Figure It Out: Essays
by Wayne Koestenbaum
Soft Skull Press, US$16.95 pb, 288 pp
The cultural critic, poet, and musician Wayne Koestenbaum is pooped. He is ready for his writing to assume its ‘corpse pose’, to expire and become obsolete. Over the course of a thirty-year writing career marked by a lively enthusiasm for culture and celebrity, the author has often shown his attraction to acts of disappearance – his admiration, for example, of artists who retire relatively young (e.g. Audrey Hepburn and Brigitte Bardot, or poets Arthur Rimbaud and pre-comeback George Oppen). Perhaps more compelling to Koestenbaum, though, are those cultural figures who retire into careers; those who make work of indolence. In this group, there are Henry Thoreau at Walden Pond and Walt Whitman loafing in New York. There are Jackie Onassis and Andy Warhol, whose iconic yet ephemeral life-as-art sensibilities are the subjects of his star-hagiographies Jackie Under My Skin (1995) and Andy Warhol (2001).

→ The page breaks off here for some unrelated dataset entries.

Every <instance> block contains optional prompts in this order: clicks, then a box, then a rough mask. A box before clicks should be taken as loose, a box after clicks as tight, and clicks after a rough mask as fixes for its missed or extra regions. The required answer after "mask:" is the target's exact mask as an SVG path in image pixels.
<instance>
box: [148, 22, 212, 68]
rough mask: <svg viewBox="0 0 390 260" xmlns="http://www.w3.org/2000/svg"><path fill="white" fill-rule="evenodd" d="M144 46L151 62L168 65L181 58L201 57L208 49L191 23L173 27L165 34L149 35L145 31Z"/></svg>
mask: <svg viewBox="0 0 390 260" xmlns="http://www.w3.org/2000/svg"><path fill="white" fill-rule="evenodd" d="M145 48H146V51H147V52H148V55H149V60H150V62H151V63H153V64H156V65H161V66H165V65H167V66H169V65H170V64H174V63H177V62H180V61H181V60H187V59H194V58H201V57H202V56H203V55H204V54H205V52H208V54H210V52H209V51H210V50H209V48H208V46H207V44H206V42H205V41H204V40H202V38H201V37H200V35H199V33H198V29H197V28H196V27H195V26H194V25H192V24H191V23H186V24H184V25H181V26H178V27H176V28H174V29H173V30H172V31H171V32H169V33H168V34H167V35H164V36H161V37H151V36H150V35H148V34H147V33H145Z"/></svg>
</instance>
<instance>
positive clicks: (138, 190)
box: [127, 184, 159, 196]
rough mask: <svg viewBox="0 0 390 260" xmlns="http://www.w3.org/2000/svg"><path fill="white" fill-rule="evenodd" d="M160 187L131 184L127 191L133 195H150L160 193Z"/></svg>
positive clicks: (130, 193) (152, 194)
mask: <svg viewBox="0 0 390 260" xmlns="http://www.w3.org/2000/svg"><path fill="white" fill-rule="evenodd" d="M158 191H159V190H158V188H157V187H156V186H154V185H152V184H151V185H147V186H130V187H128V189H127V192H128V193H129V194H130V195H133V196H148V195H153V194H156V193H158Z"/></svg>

And, probably the author’s nearest literary precursors, there are the poet–art critics Frank O’Hara, James Schuyler, and John Ashbery – all various Bartlebys in Manhattan whose prodigious output and cultural appetites evince a cruisy idleness. In these figures, Koestenbaum savours the coupling of productivity and lethargy, writing and not-writing, being and nothingness.